Segura had already held many high positions in the Catholic church, including Archbishop of Toledo from 1927 to 1931. A vocal opponent of the Second Republic, he stayed out of/was removed from Spain until the Guerra Civil broke out. After Sevilla fell to Franco’s forces & the archbishop of Sevilla died, Segura returned & became the ciy’s new archbishop in 1937. Although very conservative, he also had several disagreements with the new Fascist regime… in the end, he opposed any government who tried to use the Catholic church for their own means.

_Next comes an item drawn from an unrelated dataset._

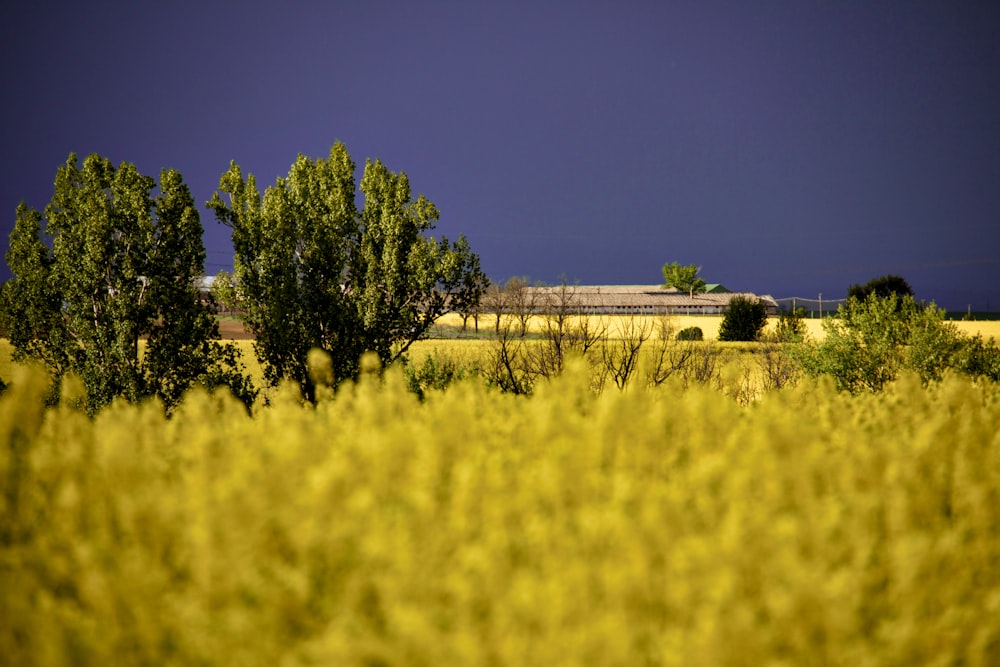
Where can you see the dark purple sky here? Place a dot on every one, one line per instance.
(788, 148)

In 1945, Seguro ordered construction of this large complex to be an open-air temple. For me, the site bears some similarity to the basilica in Fátima, Portugal that was being built at the same time. Aurelio Gómez Millán, a local architect known for his Regionalist buildings, designed a grand total of three churches, a monastery, a garden, a school, the tower & a large Via Crucis winding up the hillside. Finished after only four years, Franco attended the opening ceremony but Segura would not allow Franco’s wife to be present. Such open defiance of the Generalisimo did not go unpunished. During a 1954 trip to the Vatican, Seguro returned to find himself effectively replaced –although he retained his title– and would only live another three years. He & his family are buried in a crypt at this monument.

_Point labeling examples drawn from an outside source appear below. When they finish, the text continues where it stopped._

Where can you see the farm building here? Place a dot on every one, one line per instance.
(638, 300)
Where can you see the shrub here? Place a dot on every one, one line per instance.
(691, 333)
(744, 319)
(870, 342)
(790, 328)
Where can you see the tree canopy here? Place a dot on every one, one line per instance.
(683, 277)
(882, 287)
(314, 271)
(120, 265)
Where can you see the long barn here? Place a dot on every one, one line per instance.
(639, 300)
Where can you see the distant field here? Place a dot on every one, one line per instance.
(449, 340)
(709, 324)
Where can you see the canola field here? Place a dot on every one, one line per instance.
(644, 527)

Walking up the Via Crucis, most of the walkway seemed abandoned. Claudio Rius Garrich sculpted beautiful reliefs for each station, but they too are in disrepair. Rius is also responsible for a NeoGothic altar inside the cathedral but is most known for works in Catalunya: an image of Santa Teresa Doctora in Montserrat, many crucifixion images & the interior decoration of the Basilica de Nuestra Señora de la Merced… patron saint of Barcelona.
We didn’t go inside during this trip, but we shall return & add those photos here at a later date. The monument is easy to get to on the Metro, but don’t stand in one place on the Via Crucis too long… nature is slowly taking back the hillside. Swarming ants are everywhere!